The Center for Data Innovation recently spoke with Naren Tallapragada, CEO of Tessel Biosciences, a Massachusetts‑based company using AI to advance drug discovery for complex diseases. Tallapragada described why chronic diseases are so difficult to treat, given their biological complexity and patient-to-patient variation, and how Tessel is working to reduce the high failure rates in drug development.
David Kertai: What core challenge is Tessel Bio solving?
Naren Tallapragada: Complex chronic diseases, such as Crohn’s and Chronic Obstructive Pulmonary Disease, remain incredibly hard to treat because they do not stem from a single, uniform biological driver. Instead, they can arise from a range of interacting genetic, immune, and environmental factors, which vary widely from person to person. Unlike cancers, where drug developers can often target specific molecular drivers, chronic inflammatory and fibrotic diseases rarely present a single, dominant pathway to intervene on. When a disease includes many different underlying biological patterns, a drug aimed at one of them may only help some patients; in a trial that groups everyone together, that benefit can get lost in the overall results, which is one reason many phase two trials fail to show clear effectiveness.
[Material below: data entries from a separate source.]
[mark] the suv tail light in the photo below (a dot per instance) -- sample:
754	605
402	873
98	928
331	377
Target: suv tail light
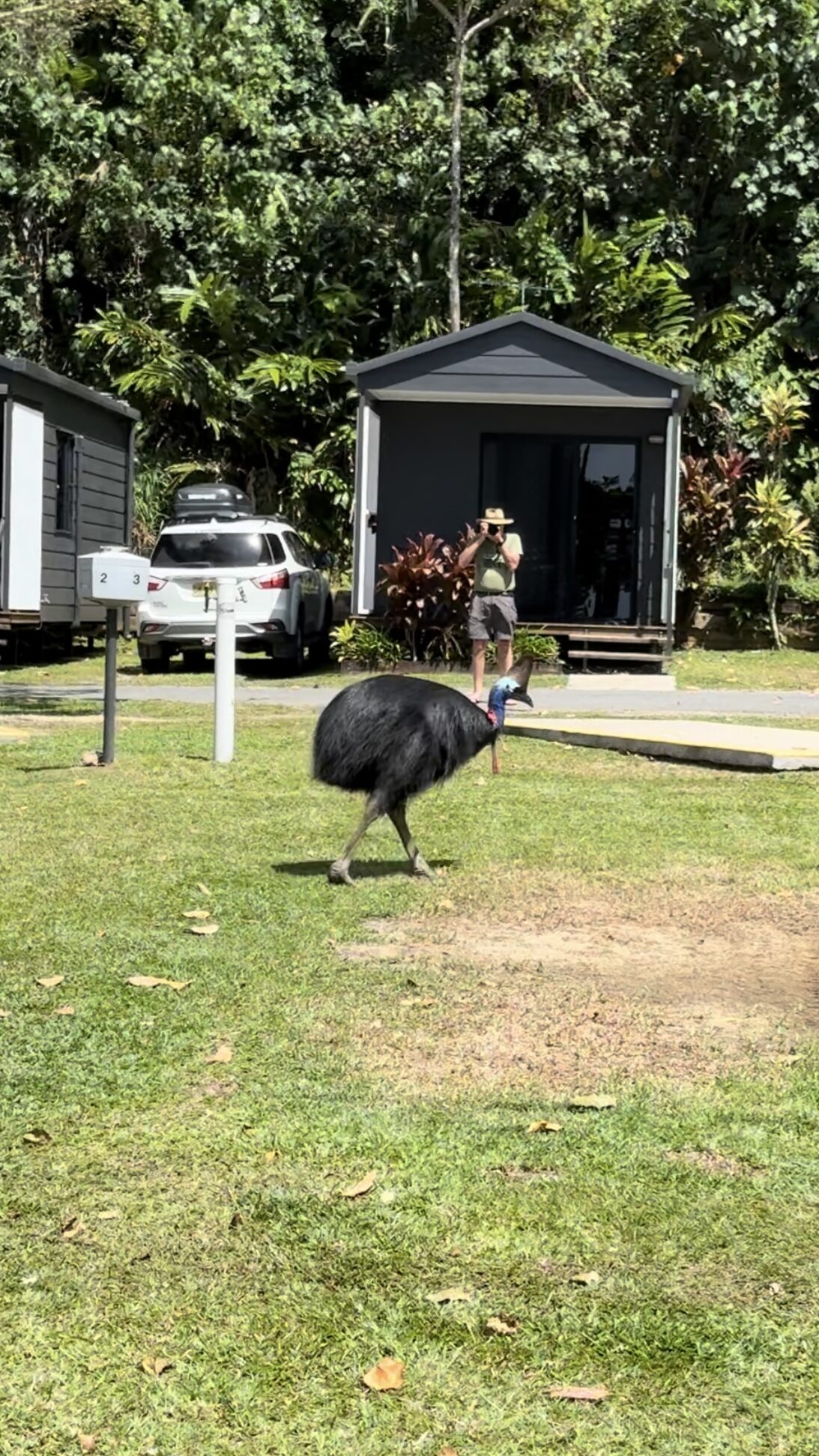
279	582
Instead of starting with a guess about which gene or pathway causes disease, we start by running controlled experiments in human cells and use AI to decipher the results. We systematically turn specific genes on or off, or expose cells to certain compounds, and observe what changes—for example, whether the cells produce more mucus or contract more strongly. These experiments show us which biological ‘switches’ actually alter disease-related behavior. Our AI model then analyzes those cause-and-effect patterns to identify which mechanisms truly drive the harmful changes. By focusing on targets that have already shown a clear effect in human cell systems, we increase the chances that a drug will work in patients and reduce the risk of costly trial failures.
Kertai: How does your AI model help you understand cellular behavior in ways traditional methods can’t?
Tallapragada: In complex diseases, many molecular signals change at the same time. Traditional approaches often examine these signals one by one—asking whether a single gene is up or down and whether that correlates with disease. But when dozens or even hundreds of genes shift together, looking at them individually makes it difficult to understand how they interact or which combinations are actually driving the problem.
Our AI model is built to analyze those interactions directly. Instead of treating each gene or pathway separately, it learns how patterns of changes across many genes work together to produce measurable cellular behavior. In our experiments, we perturb genes systematically and observe the functional outcome. The model then identifies which combinations of upstream changes consistently lead to harmful cellular effects. By focusing on these interacting patterns—rather than isolated signals—it can pinpoint the biological mechanisms most likely to drive disease and therefore most likely to translate into effective drug targets.
Kertai: What types of data are most important for your platform, and how do you keep that data reliable?
Tallapragada: The most important data for our platform is simple: how human cells actually behave. Instead of just measuring which genes are active, we look at what the cells physically do, for example, whether gut tissue becomes stiff or whether tiny hair-like structures in lung cells move properly. Those behaviors are closer to what patients experience, so they give the model something meaningful to learn from.
We collect all measurements in a consistent, automated way and have scientists review them to ensure accuracy. We also supply the model with contextual information from public single-cell atlases, which map how different cell types behave. This background helps the AI model understand what ‘normal’ looks like across cell types and interpret results without limiting its ability to discover new or unexpected mechanisms. By combining high-quality functional data, precise experimental changes, and careful quality control, the model learns which biological changes actually cause disease-related behaviors, not just which signals appear alongside them.
Kertai: How do you validate your model’s predictions across biological systems and translate those results into real‑world therapeutic insights?
Tallapragada: We check the model’s predictions by testing them directly in organoids made from patient cells. The AI suggests which genes or pathways to investigate next, we run those experiments, and then feed the results—good or bad—back into the system. This loop helps the model learn quickly, correct itself, and become more accurate over time.
Because all validation happens in patient‑derived cells we can see how potential drug targets behave in systems that closely mirror real human biology. When the model identifies a target that changes a disease-related behavior in a controllable way, such as reducing mucus production in lung organoids, we can move that target forward with greater confidence.
Kertai: What is your long‑term vision for Tessel Bio?
Tallapragada: Our long‑term vision is to make complex disease biology predictable by building an AI system that can generalize what it learns across targets, drug design, and safety. Over time, we envision this system becoming a biological design engine that integrates what the model has learned about targets, drug design, and safety. This approach will allow Tessel to develop its own medicines while also enabling partners to tackle diseases beyond our immediate focus. By making messy biology computable and scalable, we seek to make drug discovery for chronic diseases far more reliable and efficient.